À l’inverse, l’information a-t-elle une réelle valeur? Alors, “il faut que cette valeur revienne à son légitime propriétaire”, comme le revendique Claudio Guia, directeur du développement du groupe L’Expresso.

Selon que l’on adopte l’un ou l’autre de ces points de vue, la stratégie à mettre en place diffère considérablement. Pour Claudio Guia, les choses sont claires: “L’information a beaucoup de valeur et ce quelque soit la plateforme, télévison, radio, print”. C’est avec Internet que les choses se gâtent.

Alors que l’information est le moteur du trafic, “sa valeur se déprécie immédiatement” sur la toile. La faute à une concurrence exacerbée. Et le modèle payant ne peut pas marcher. “C’est trop tard, affirme-t-il, ce ne peut pas être le modèle gagnant, car trop de monde produit de l’information.” Par exemple, explique-t-il, si L’Expresso propose une application payante pour l’iPhone, je consulterai celle de La Stampa qui sera gratuite”.

Les éditeurs cherchent à négocier une fair compensation avec Google

Si le payant ne marche pas, la seule source de recettes demeure donc la publicité [NDLR: chez Owni, on est moyen d'accord]. Mais double problème. L’un spécifique à l’Italie, où Mediaset, le groupe de Silvio Berlusconi, possède les principaux réseaux de télévision [le seul concurrent privé sérieux en Italie est Sky de Rupert Murdoch] et “c’est là que va l’argent”, martèle Pietro Varvello de RCS [ce groupe édite notamment le Corriere della Serra].

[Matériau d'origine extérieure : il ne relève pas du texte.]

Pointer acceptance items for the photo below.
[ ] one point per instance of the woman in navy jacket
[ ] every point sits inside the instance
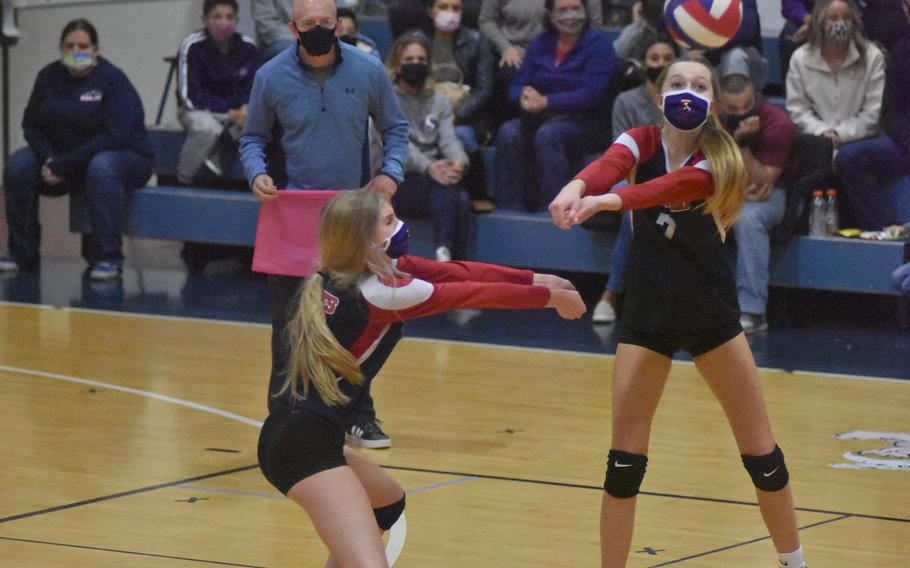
(562, 90)
(85, 129)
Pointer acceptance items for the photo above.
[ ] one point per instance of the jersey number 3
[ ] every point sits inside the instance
(668, 224)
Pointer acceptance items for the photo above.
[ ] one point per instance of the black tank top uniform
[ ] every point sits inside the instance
(303, 437)
(680, 287)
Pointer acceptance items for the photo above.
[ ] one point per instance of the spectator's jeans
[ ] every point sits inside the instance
(866, 168)
(901, 279)
(753, 250)
(556, 145)
(468, 137)
(109, 176)
(203, 132)
(448, 207)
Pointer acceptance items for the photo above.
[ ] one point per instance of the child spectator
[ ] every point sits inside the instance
(348, 31)
(215, 70)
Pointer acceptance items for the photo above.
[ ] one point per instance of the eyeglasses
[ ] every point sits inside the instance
(307, 25)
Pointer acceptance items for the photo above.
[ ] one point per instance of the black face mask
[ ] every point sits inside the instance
(317, 41)
(653, 73)
(415, 74)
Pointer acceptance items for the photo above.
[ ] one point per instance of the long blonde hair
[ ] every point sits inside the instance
(722, 152)
(346, 231)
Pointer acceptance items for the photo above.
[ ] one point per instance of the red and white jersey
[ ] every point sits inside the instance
(367, 318)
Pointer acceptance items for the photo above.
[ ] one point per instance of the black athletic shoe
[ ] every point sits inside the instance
(367, 434)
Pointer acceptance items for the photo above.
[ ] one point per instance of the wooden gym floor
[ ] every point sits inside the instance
(130, 440)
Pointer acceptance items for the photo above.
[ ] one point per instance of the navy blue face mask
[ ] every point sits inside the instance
(685, 110)
(396, 245)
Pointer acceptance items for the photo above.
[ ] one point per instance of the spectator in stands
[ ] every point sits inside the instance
(562, 89)
(742, 54)
(765, 135)
(510, 25)
(406, 15)
(836, 80)
(348, 31)
(464, 70)
(215, 70)
(797, 17)
(310, 92)
(635, 107)
(868, 167)
(436, 159)
(85, 129)
(271, 18)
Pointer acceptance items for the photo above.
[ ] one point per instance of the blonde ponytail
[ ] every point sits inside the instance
(729, 173)
(317, 358)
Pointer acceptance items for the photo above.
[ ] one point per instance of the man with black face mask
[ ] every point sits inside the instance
(322, 95)
(765, 135)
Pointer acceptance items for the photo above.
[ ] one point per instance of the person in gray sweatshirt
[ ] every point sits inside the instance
(436, 158)
(321, 95)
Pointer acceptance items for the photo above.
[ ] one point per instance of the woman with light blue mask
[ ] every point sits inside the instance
(86, 135)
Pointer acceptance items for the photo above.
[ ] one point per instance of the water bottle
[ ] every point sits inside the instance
(831, 221)
(817, 214)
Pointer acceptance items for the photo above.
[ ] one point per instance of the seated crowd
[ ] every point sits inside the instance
(538, 80)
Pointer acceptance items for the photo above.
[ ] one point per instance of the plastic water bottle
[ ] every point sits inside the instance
(831, 220)
(818, 214)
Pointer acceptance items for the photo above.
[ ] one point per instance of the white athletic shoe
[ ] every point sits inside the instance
(603, 312)
(443, 254)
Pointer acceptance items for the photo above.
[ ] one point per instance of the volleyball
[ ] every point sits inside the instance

L’autre est spécifique au web: les internautes goûtent peu les publicités invasives: “Nous avons eu des réactions très négatives à propos d’une publicité Vodaphone, sur le site de L’Expresso, dit Claudio Guia. Et se dresse un nouveau et puissant concurrent: les réseaux sociaux, “qui peuvent faire maintenant de la publicité ciblée”. Il ne reste donc selon cette approche qu’une seule voie de salut: négocier avec Google et les autres moteurs de recherche une fair compensation (“compensation équitable”).

Problème, remarque Pietro Varvello, “la fair compensation fonctionne pour les producteurs d’information, mais non pour les utilisateurs pour qui l’information sera toujours à très faible valeur”. Pour lui, il faut donc trouver un modèle économique plus en ligne avec le marché et, en premier lieu, se demander qui est intéressé par l’information, car

“si quelqu’un l’est, la plateforme [télé, radio, web ou papier] importe peu. La vrai difficulté tient à ce que le rôle de l’information décroit, parce que les gens ont de moins en moins de temps à y consacrer”.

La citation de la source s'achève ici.